American music educator

Pearl Anna Neal (October 10, 1900 – January 31, 1978) was an American music educator and one of the founding members or "Five Pearls" of the sorority Zeta Phi Beta in 1920.

== Early life and education ==
Pearl Anna Neal was born in Charlotte, North Carolina, the daughter of Nora L. Neal (later Nora Caldwell). She attended Lincoln Academy in King's Mountain. She graduated from Howard University's Conservatory of Music in 1922, and pursued further studies at the Juilliard School and the Chicago Institute of Music.

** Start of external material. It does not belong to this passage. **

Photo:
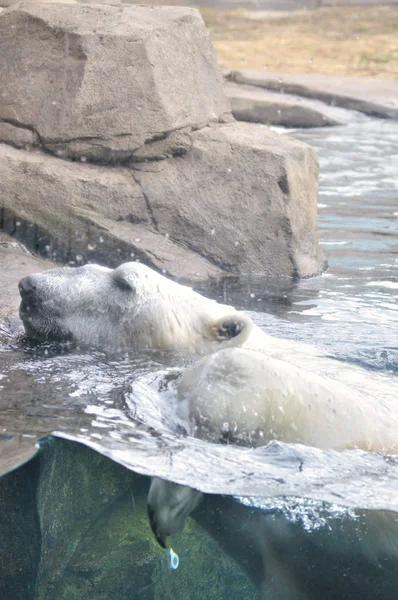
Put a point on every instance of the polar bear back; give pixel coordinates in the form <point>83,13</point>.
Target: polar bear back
<point>252,398</point>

She earned a master's degree from Columbia University in 1938. She was one of the founding members or "Five Pearls" of the Zeta Phi Beta sorority in 1920, along with Arizona Cleaver Stemons, Viola Tyler Goings, Myrtle Goings Faithful, and Fannie Pettie Watts.

== Career ==
Neal taught in Georgia and Texas as a young woman, and taught music in the Winston-Salem public schools. She was also director of the senior music majors at the teachers' college in Winston-Salem. She was also president of the Zeta Phi Beta chapter in Winston-Salem, and was active in sorority activities throughout her life.

Neal was also a church organist and choir director, at Gethsemane AME Zion Church in Charlotte. She was named Gethsemane's "Woman of the Year" in 1974.

== Personal life ==
Neal had a stroke at work in 1960, and required months of hospitalization and rehabilitation to play piano again. She retired from teaching in 1966, and she died in 1978, in Charlotte, at the age of 77. She and the other Five Pearls are honored annually by Zeta Phi Beta chapters at their "Founders' Day" programs. The Winston-Salem branch of Zeta Phi Beta sponsors a Pearl Anna Neal Scholarship, for "minority female high school seniors who participate in the performing arts and are North Carolina residents in Mecklenburg County".